French reporter allowed to stay in Indonesia | Pacific Beat

French reporter allowed to stay in Indonesia

French reporter allowed to stay in Indonesia

Updated 15 February 2012, 13:29 AEDT

Baudoin Koenig, a French independent TV documentary maker due to be expelled from Indonesia has today been allowed to stay in the country.

However his assistant, Carole Liorthois, has been deported back to France for having overstayed her tourist visa. The pair were arrested in the Indonesian province of West Papua on Wednesday after filming a student rally. Around 150 protesters were asking the Indonesian government for democracy and autonomy.

The Indonesian authorities changed their minds after France's ambassador to Indonesia intervened and sent a letter to the Minister of Human rights who's also in charge of immigration issues.

Presenter: Caroline Lafargue, Radio Australia's French service

Speaker: Baudoin Koenig, French independent TV documentary-maker

LAFARGUE: It's a partial victory for Baudoin Koenig who had to accept a compromise after having acknowledged he had made a mistake with his assistant's visa - a tourist visa which she overstayed one day.

KoeNIG: Today I'm allowed to stay until the 4th of June. It's a compromise. I can continue filming and interviewing - in Jakarta among other places, but of course I'm not allowed to go back to West Papua. I don't accept that. However all the people I am in contact with in West Papua as well as in Jakarta tell me it's a very important decision. It means that there are people here who accept the democratic principle. It's not the mandatory deportation system anymore. And nobody touched my report, my footage wasn't seized. On the whole it's a sign that soon foreigners will be allowed to report in West Papua and I hope that decision will serve as a precedent to improve the situation.

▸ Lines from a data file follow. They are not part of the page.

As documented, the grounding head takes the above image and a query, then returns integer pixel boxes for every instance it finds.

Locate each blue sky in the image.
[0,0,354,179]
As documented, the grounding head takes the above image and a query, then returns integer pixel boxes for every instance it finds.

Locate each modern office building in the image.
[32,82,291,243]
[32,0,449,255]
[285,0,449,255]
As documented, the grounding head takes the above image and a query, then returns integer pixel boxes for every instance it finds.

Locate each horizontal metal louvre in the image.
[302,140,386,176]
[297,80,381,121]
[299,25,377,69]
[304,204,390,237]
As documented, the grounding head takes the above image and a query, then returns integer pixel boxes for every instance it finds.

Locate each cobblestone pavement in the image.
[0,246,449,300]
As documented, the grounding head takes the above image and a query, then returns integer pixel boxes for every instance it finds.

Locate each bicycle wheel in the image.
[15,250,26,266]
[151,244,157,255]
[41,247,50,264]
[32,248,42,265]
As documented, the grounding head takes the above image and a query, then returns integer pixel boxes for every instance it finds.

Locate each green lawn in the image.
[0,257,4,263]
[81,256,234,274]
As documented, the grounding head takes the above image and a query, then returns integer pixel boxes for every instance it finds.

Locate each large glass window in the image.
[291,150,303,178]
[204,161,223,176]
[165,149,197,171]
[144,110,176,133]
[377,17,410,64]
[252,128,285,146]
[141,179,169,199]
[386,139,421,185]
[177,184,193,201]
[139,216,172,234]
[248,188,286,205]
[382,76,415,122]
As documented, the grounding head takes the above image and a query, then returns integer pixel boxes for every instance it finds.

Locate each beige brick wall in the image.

LAFARGUE: The French TV documentary-maker was allowed to stay in Indonesia by the very same Minister of Human Rights who declared two weeks ago that he was considering liberating political prisoners from West Papua. Baudoin Koenig is working on a documentary film exploring Indonesia's history since 1945 and its founding principle: Pancasila- unity in diversity. This led him logically to West Papua- an Indonesian province mainly populated by Melanesian Christians and where a low level pro-independence insurgency has been waged against rule from Jakarta by the Free Papua Movement, the OPM. There were again clashes between Papuan autonomists and Indonesian police earlier this week.

KoeNIG: We have met Neles Tebay, the chairman of the University of Theology in Jayapura, a catholic priest involved in the peace negotiations between West Papuans and Jakarta. And on our way back to the hotel, we've come past a student's demonstration - so we started filming it. There were around 100-150 persons. It was organised by the West Papua National Committee. On the banners, the slogans were: "Respect democracy" and "autonomy for West Papua". This demonstration was very peaceful. And we have been arrested in front of 30 local journalists. I felt aggressively from the two Indonesian policemen who bumped into me until I show them my press card. And then we spent 7 hours in the immigration office.

LAFARGUE: What did they ask you during the seven hours?

KoeNIG: They kept asking the same questions: what are you doing here? Why do you film a demonstration which is against the Indonesian government?

LAFARGUE: Baudoin Koenig spent only six and a half hours reporting in West Papua before being arrested and transferred to Jakarta. The status of foreign journalists in West Papua is not clear. Mr Koenig says the Indonesian immigration was rather ambiguous in the issuing of his journalist visa.

KoeNIG: The director of the immigration service has organised a press conference straight way, in which he has given false information. He has claimed that we didn't have a journalist visa or special arrangements, etc. which isn't true. I've lodged my journalist visa application in February. My papers are in order. But my visa can be read two ways: on my permit, there's a first line that says: the filming will take place in Aceh, Jakarta, Sumatra. Kalimantan, etc., and when it comes to West Papua, there's no mention of Jayapura. But on the other hand, there's a second line that says I can report everywhere in Indonesia except in Poso- in Sulawesi- because there has been a conflict between Christians and Muslims over there.

LAFARGUE: Baudoin Koenig's documentary is to be broadcast on the Franco-German ARTE television network.